O quê aconteceu a ele durante todo o tempo em que esteve na ‘Área X’? Por que ele foi, dentre todos, o único que voltou?
São as perguntas que a Dra. Ventress (Jennifer Jason Leight), ao lado de Lena, mais quer responder.
A narrativa de Garland (que leu o livro há muitos anos atrás, e não o releu para escrever o roteiro o quê dá ao filme uma atmosfera dúbia e inconclusa de sonho) já antecipa algumas perspectivas ao expectador: Quando o filme se inicia, Lena presta um depoimento a uma equipe de cientistas (entre eles, Benedict Wong, de “Doutor Estranho”); ela foi a única (assim como Kane) a regressar da ‘Área X’. Pressupõe-se assim que algo ocorreu às outras que, descobriremos mais à frente, integram uma equipe de cinco e são –além de Lena e a Dra.

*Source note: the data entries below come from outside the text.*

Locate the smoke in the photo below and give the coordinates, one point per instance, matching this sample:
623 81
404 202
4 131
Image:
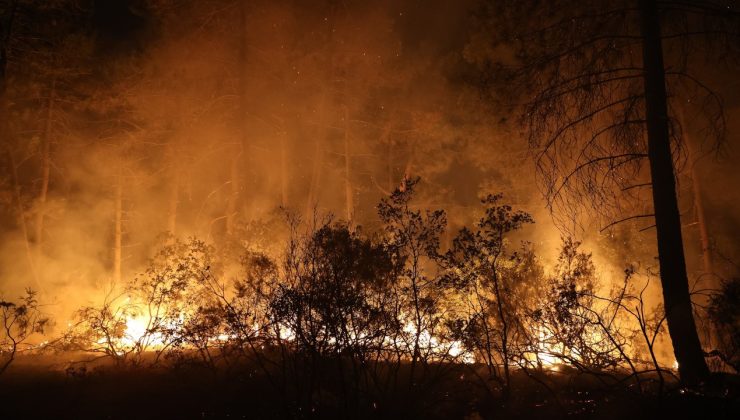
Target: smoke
207 116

Ventress –as pesquisadoras Josie Radek (Tessa Thompson, de “Thor-Ragnarok”) e Cass Sheppard (Tuva Novotny), e a militar Anya Thorensen (Gina Rodriguez).
Desprovido da pressa e da urgência impaciente que impregna tantas outras produções norte-americanas, o filme acompanha, quase a adentrar seu segundo terço, o grupo de cinco mulheres invadir a ‘Área X’ e, nos dias estranhos que se seguem, testemunhar as conseqüências e os efeitos que o lugar passa a lhes infligir.
De início, o tempo transcorre de maneira imprevista. Mais a frente, a fauna do lugar começa a fornecer pistas mais contundentes (e preocupantes) de que uma força irreversível está operando naquele lugar; e, com efeito, ela se traduz em perigos que vão tragando-as uma a uma. Quando fica evidente um certo perigo, voltar ou prosseguir são alternativas que, dada a situação delas, não fazem muita diferença à suas perspectivas de sobrevivência.
Em “Stalker”, Tarkovski impõe uma reflexão de ordem metafísica esmagadoramente intimista em relação aos propósitos e desdobramentos do poder que se supõe existir lá, já em “Aniquilação”, o diretor Garland habilmente abre espaço aos efeitos visuais e a outros valores de produção para que se crie, com incontornável densidade, a sensação de se estar entrando num lugar de implicações imprevisíveis.
Mas, ele nunca esquece Tarkovski: Na atmosfera que se cria (e que se mantém até o fim) cujo estranhamento e a desolação quase sufocam o expectador, na umidade que ele reitera ocasionalmente e na decisão corajosa de jamais se render a um gênero fácil –ação, suspense ou mesmo terror –ele concebe uma obra feita para acompanhar o expectador, muito tempo depois que a trama tiver se acabado.